I'm wondering just who is my system administrator. Surely it is meant to be me. I run Millennium and this PC is owned and used only by myself. No one else uses it, however I'm getting two messages that stop me configuring and using certain components. Irritating to say the least.
!st is "this program cannot run due to restrictions in effect on this computer. Please contact your system administrator" exe files and zips.
2nd is "Access to this feature has been disabled by a restriction set by your system administrator"....settings>control panel>users.

This is similar to martinbecks problem back in 2001 these forums, but I can't find the files he was directed to on my computer unfortunately. I'm putting that down to his OS is 98, mine's Me. 

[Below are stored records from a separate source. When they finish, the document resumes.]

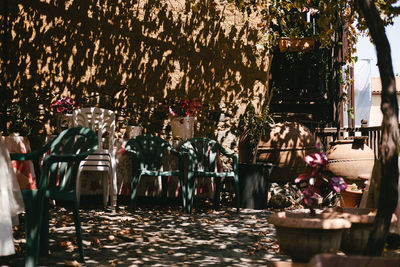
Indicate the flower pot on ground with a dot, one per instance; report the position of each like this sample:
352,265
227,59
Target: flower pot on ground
252,126
254,184
351,196
133,130
182,127
351,159
63,108
355,239
303,235
63,121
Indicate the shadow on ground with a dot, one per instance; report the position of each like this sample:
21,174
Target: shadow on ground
157,235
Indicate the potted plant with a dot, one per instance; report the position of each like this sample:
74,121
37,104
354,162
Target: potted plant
317,232
133,128
182,113
252,126
64,108
253,176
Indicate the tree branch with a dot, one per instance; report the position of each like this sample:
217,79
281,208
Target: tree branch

thanks for any suggestions


----------



## Krelian (Mar 10, 2004)

Click the Start Buttom
Select Run
Type in regedit

Click the (+)'s to navigate to...

HKEY_CURRENT_USER->Software->Microsoft->Windows->CurrentVersion->Policies->Explorer

Click on the folder which reads Explorer
In the right hand panel you will see an entry which reads "NoControlPanel"
Delete It

Reboot

Please repost letting us know if this fixes it or not so that the administrators may mark this post as needed.


----------



## KMW (Apr 1, 2004)

Thanks Krelian, I actually fixed the problem last night, did a system restore to an earlier date, and then went into registry as you hint and not deleted, but changed the (1) to a (0), that got it. My computer running sweet, no phantom admin in sight, only me when I look in the mirror.

Told of how to fix problem in another forum.
Tried to come back in here to tell of this but site was down for some reason


----------



## Krelian (Mar 10, 2004)

Hehehehe.. Thanks for reporting to us how it went!

I remember back in days of highschool computer classes, I use to do that to all the computers so we wouldn't have to do any work. The teacher was totally clueless. Ahhh the good old days...


----------



## mitchellkat (Sep 5, 2006)

Hi,

This same problem just started happening to me, too. I went to the supposed key in regedit but I don't have that key at all. There is only "default" and "NoDriveTypeAutoRun".

I'm using XP home.

Thanks

-Kat


----------